The immediate danger with panic disorder is that it can often lead to a phobia. That's because once you've suffered a panic attack, you may start to avoid situations like the one you were in when the attack occurred.
Many people with panic disorder show 'situational avoidance' associated with their panic attacks. For example, you might have an attack while driving, and start to avoid driving until you develop an actual phobia towards it. In worst case scenarios, people with panic disorder develop agoraphobia -- fear of going outdoors -- because they believe that by staying inside, they can avoid all situations that might provoke an attack, or where they might not be able to get help. The fear of an attack is so debilitating, they prefer to spend their lives locked inside their homes.
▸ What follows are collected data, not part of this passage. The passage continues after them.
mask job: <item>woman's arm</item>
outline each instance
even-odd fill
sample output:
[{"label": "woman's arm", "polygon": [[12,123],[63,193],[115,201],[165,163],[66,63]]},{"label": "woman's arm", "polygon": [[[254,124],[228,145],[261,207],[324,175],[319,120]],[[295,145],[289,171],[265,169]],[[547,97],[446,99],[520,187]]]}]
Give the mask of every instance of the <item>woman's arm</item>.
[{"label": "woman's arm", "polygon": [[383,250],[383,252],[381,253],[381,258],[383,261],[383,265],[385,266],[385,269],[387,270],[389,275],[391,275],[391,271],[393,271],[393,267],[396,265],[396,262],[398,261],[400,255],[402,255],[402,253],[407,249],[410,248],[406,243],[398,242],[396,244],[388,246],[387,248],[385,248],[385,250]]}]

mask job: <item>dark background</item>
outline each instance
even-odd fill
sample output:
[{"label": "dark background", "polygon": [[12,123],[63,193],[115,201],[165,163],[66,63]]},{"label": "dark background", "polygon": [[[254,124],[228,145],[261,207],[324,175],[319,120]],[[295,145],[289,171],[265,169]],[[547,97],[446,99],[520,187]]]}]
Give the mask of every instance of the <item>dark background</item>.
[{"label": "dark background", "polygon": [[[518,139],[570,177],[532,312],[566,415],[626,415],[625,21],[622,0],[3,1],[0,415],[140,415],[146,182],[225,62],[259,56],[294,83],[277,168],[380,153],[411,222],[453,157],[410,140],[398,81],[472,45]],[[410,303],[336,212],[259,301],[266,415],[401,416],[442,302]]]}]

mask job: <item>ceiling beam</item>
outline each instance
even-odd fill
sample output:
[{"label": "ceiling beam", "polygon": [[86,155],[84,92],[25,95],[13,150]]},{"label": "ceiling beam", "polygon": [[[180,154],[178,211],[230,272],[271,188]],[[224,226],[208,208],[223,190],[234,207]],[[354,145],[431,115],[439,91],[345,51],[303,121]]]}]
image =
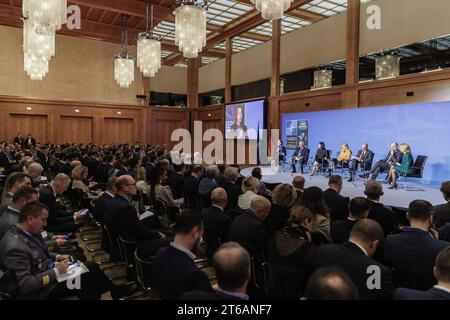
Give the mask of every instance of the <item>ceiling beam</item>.
[{"label": "ceiling beam", "polygon": [[[290,12],[292,10],[295,10],[299,7],[301,7],[304,4],[307,4],[311,2],[312,0],[294,0],[294,2],[291,4],[288,10],[286,12]],[[206,46],[203,48],[203,50],[208,50],[213,48],[219,43],[222,43],[225,41],[226,38],[233,38],[235,36],[238,36],[242,33],[247,32],[248,30],[251,30],[263,23],[267,22],[267,20],[264,20],[261,17],[261,13],[259,11],[251,10],[247,14],[243,15],[242,17],[230,22],[229,24],[225,25],[223,32],[219,34],[213,34],[209,36],[206,39]],[[176,53],[169,57],[167,57],[164,60],[164,64],[176,64],[178,61],[183,59],[182,53]]]}]

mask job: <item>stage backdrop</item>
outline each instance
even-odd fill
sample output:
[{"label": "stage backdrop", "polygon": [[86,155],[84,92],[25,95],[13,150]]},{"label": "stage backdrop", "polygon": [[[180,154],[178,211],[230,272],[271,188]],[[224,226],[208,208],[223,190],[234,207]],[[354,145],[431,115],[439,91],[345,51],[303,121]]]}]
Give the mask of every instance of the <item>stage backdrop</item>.
[{"label": "stage backdrop", "polygon": [[392,142],[408,143],[414,159],[429,157],[424,179],[418,182],[437,185],[450,180],[450,102],[287,113],[282,115],[282,137],[288,159],[299,139],[305,140],[311,156],[318,143],[325,142],[333,157],[342,143],[356,156],[367,142],[374,161],[386,156]]}]

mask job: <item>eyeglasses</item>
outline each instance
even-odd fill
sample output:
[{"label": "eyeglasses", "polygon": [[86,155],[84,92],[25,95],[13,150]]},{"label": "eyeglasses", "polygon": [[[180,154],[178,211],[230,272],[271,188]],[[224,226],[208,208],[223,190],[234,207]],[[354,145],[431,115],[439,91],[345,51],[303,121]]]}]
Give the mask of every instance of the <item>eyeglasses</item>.
[{"label": "eyeglasses", "polygon": [[135,183],[127,183],[127,186],[136,186],[136,182]]}]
Even if you don't develop these extreme phobias, your quality of life can be severely damaged by untreated panic disorder. A recent study showed that people who suffer from panic disorder:
- are more prone to alcohol and other drug abuse
- have greater risk of attempting suicide
- spend more time in hospital emergency rooms
- spend less time on hobbies, sports and other satisfying activities
- tend to be financially dependent on others
- report feeling emotionally and physically less healthy than non-sufferers.
- are afraid of driving more than a few miles away from home
Panic disorders can also have economic effects. For example, a recent study cited the case of a woman who gave up a $40,000 a year job that required travel for one close to home that only paid $14,000 a year. Other sufferers have reported losing their jobs and having to rely on public assistance or family members.
None of this needs to happen. Panic disorder can be treated successfully, and sufferers can go on to lead full and satisfying lives.